The Civil War brought wounds to the heart and minds of the American people and they were in need of hope through their long journey to recovery. In Longfellow’s plight for peace and joy, he penned these words that touched the spirit and soul of a war torn nation.

“Then pealed the bells more loud and deep:
God is not dead, nor doth He sleep;
The wrong shall fail, the right prevail, 
With Peace on earth, good will to men.”

Perhaps you have struggled in times of deep despair, remember the words Longfellow composed, “God is not dead, nor does He sleep.” Trusting God with all things will give you the hope you so long for and the peace you desire (Romans 15:13).


Lord, may I abound in Your hope.

Friday, December 1, 2017

Telling God's Story

Telling God’s Story
Mark 4:35-41

The greatest hope of all Christian parents is to see their child one day come to the saving knowledge of Christ. Most parents would climb the highest mountain or fight the fiercest giant if it would assure their child’s salvation. As parents, we have the awesome privilege of being able to tell our children of the powerful, life-changing message of the gospel. The Bible tells us that the gospel is the power of God unto Salvation  for everyone who believes (Romans 1:16).

The gospel story is filled with breathtaking adventure, suspense and drama. Every young child loves a story that is filled with excitement and anticipation. Recall with me the the story of Jesus after spending much time ministering to the multitudes became weary and tired. Being fully God but fully man, He withdrew Himself to the stern of the boat to sleep. While He was sleeping, there arose an immense storm and the disciples became fearful that they might perish. The wind and waves were most likely reaching gale storm proportions. (A gale is a very strong wind. Not a hurricane but forceful. A storm may include rain, thunder and lightning, hail, sleet, snow or wind-––or a combination of them). If this storm was not of such an enormous magnitude, why were the disciples, who were experienced fishermen, so afraid?

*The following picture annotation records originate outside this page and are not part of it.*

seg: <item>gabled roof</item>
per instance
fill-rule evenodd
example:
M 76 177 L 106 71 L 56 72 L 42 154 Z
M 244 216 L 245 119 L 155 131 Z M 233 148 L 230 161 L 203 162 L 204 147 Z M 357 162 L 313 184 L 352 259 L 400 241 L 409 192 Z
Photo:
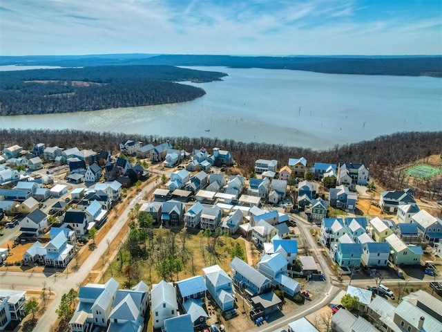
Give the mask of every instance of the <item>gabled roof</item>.
M 361 243 L 338 243 L 338 250 L 343 254 L 362 255 L 362 245 Z
M 200 275 L 180 280 L 177 282 L 175 285 L 180 290 L 181 296 L 183 297 L 207 290 L 204 281 Z
M 94 163 L 93 164 L 89 165 L 89 169 L 94 174 L 96 174 L 102 170 L 102 167 L 100 167 L 98 164 Z
M 233 258 L 230 263 L 230 266 L 235 270 L 237 273 L 242 275 L 258 287 L 261 287 L 270 282 L 270 280 L 267 277 L 265 277 L 238 257 Z
M 41 221 L 43 221 L 44 219 L 46 219 L 48 217 L 48 216 L 46 215 L 46 213 L 44 213 L 40 209 L 36 209 L 32 212 L 30 212 L 29 214 L 28 214 L 26 217 L 28 219 L 35 222 L 35 223 L 39 224 Z
M 169 304 L 173 308 L 177 308 L 176 291 L 175 287 L 162 280 L 151 291 L 152 310 L 162 306 L 163 302 Z
M 271 255 L 266 254 L 262 256 L 258 263 L 258 266 L 267 266 L 273 273 L 276 273 L 282 268 L 287 268 L 287 260 L 282 256 L 282 254 L 278 252 Z
M 363 289 L 354 286 L 347 287 L 347 294 L 352 296 L 356 296 L 359 302 L 363 304 L 369 305 L 372 302 L 372 291 L 368 289 Z
M 64 214 L 63 223 L 83 223 L 85 216 L 86 212 L 84 211 L 70 209 L 66 211 Z
M 388 254 L 390 252 L 390 246 L 387 242 L 367 242 L 365 246 L 369 252 Z
M 110 312 L 110 320 L 137 320 L 140 315 L 140 310 L 137 308 L 130 295 L 126 297 L 114 306 Z

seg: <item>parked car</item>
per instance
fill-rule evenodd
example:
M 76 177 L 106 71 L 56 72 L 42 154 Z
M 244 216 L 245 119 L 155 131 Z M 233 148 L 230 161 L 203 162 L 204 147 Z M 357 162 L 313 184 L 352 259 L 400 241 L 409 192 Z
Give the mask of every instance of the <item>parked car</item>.
M 394 296 L 393 295 L 393 292 L 392 292 L 390 290 L 390 289 L 387 287 L 386 286 L 383 285 L 382 284 L 381 284 L 379 285 L 379 288 L 382 289 L 384 292 L 385 292 L 385 294 L 387 294 L 388 296 L 390 296 L 390 297 Z

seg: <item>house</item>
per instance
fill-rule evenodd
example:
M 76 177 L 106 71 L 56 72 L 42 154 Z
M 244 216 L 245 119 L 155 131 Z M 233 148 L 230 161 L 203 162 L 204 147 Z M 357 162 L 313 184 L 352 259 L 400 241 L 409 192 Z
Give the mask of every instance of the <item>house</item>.
M 0 289 L 0 302 L 4 306 L 3 308 L 5 310 L 5 316 L 8 318 L 5 322 L 4 314 L 0 310 L 0 317 L 2 317 L 0 326 L 6 328 L 8 326 L 9 319 L 10 320 L 21 320 L 25 317 L 26 293 L 26 290 Z M 8 313 L 6 313 L 7 311 Z
M 71 208 L 65 212 L 63 224 L 70 226 L 75 231 L 77 237 L 80 237 L 87 233 L 88 216 L 83 210 Z
M 86 182 L 97 182 L 102 177 L 102 167 L 98 164 L 94 163 L 88 166 L 88 169 L 84 173 Z
M 425 290 L 421 289 L 410 293 L 410 295 L 403 297 L 403 299 L 408 301 L 433 318 L 442 322 L 442 301 L 430 295 Z
M 307 167 L 307 160 L 304 157 L 299 159 L 291 158 L 289 159 L 289 167 L 291 169 L 291 174 L 297 178 L 303 178 Z
M 184 213 L 184 225 L 189 228 L 199 228 L 202 213 L 202 204 L 197 202 Z
M 140 208 L 139 213 L 148 213 L 155 223 L 161 221 L 161 209 L 162 204 L 160 202 L 144 203 Z
M 43 168 L 43 162 L 40 157 L 31 158 L 28 160 L 28 167 L 30 171 L 37 171 Z
M 14 182 L 20 180 L 20 173 L 15 169 L 6 168 L 0 169 L 0 185 L 7 182 Z
M 361 235 L 365 233 L 365 229 L 367 228 L 367 219 L 364 217 L 345 218 L 344 224 L 347 228 L 347 233 L 353 239 L 353 241 L 357 242 L 356 239 Z
M 323 220 L 327 216 L 328 203 L 320 197 L 318 199 L 312 199 L 308 209 L 305 209 L 306 213 L 310 213 L 310 219 L 312 220 Z
M 34 237 L 39 237 L 48 228 L 48 216 L 40 209 L 37 209 L 20 221 L 20 230 Z
M 55 160 L 57 157 L 61 156 L 63 149 L 55 147 L 48 147 L 43 150 L 43 158 L 45 160 Z
M 289 296 L 294 296 L 300 290 L 300 284 L 289 277 L 287 261 L 282 254 L 265 255 L 258 264 L 258 270 Z
M 421 241 L 416 223 L 398 223 L 395 234 L 407 244 L 417 244 Z
M 172 191 L 184 188 L 190 178 L 190 175 L 186 169 L 175 171 L 171 174 L 171 180 L 166 183 L 166 187 Z
M 255 173 L 258 174 L 267 171 L 278 172 L 278 160 L 258 159 L 255 162 Z
M 367 242 L 362 245 L 361 257 L 365 266 L 387 266 L 390 257 L 390 246 L 386 242 Z
M 19 213 L 29 214 L 39 208 L 39 202 L 33 197 L 30 197 L 19 206 L 18 212 Z
M 432 244 L 440 242 L 442 239 L 442 220 L 430 214 L 425 210 L 421 210 L 413 216 L 412 220 L 417 225 L 419 239 Z
M 178 225 L 184 214 L 183 203 L 171 200 L 163 202 L 161 209 L 161 221 L 163 225 Z
M 164 320 L 178 315 L 176 290 L 171 284 L 162 280 L 153 286 L 151 296 L 153 329 L 160 329 L 164 326 Z
M 118 181 L 104 182 L 102 183 L 97 183 L 94 186 L 95 192 L 104 192 L 110 199 L 113 202 L 119 200 L 119 194 L 121 192 L 122 184 Z
M 72 147 L 70 149 L 68 149 L 67 150 L 63 150 L 61 151 L 61 161 L 62 163 L 67 163 L 68 159 L 69 159 L 70 158 L 74 158 L 75 156 L 75 154 L 77 154 L 79 151 L 80 151 L 80 150 L 79 150 L 78 148 L 77 148 L 77 147 Z M 84 161 L 84 160 L 83 160 L 83 161 Z
M 415 203 L 398 205 L 396 216 L 399 223 L 410 223 L 413 222 L 412 217 L 419 211 L 421 209 Z
M 215 230 L 221 222 L 222 215 L 221 210 L 217 206 L 203 207 L 201 212 L 201 229 L 209 228 L 211 230 Z
M 173 147 L 169 140 L 154 147 L 153 150 L 151 152 L 151 160 L 152 161 L 163 160 L 166 158 L 167 150 L 173 148 Z
M 334 172 L 336 174 L 336 164 L 315 163 L 315 165 L 312 169 L 312 173 L 315 174 L 316 178 L 323 178 L 325 177 L 325 174 L 330 172 Z
M 5 156 L 8 157 L 8 159 L 10 159 L 12 158 L 19 158 L 22 149 L 23 147 L 16 144 L 15 145 L 12 145 L 12 147 L 5 147 L 3 149 L 3 153 L 5 154 Z
M 61 197 L 68 193 L 68 186 L 64 185 L 55 185 L 50 188 L 49 192 L 52 197 Z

We understand that the storm was to try the faith of the disciples and cause them to cry out to God. Their confidence was appearing weak and our Lord was assuring them that He had the power to calm any storm that they may find themselves in. His words to them, “Why are you so afraid? Have you still no faith?” They were filled with great fear and said to one another, “Who then is this, that even the wind and the sea obey him?” God’s wonderful, mighty power was made obvious to them that storm filled day. 

We, too, can share with our children the magnificent power of Christ found in the gospel.


Lord, thank You for Your incredible story.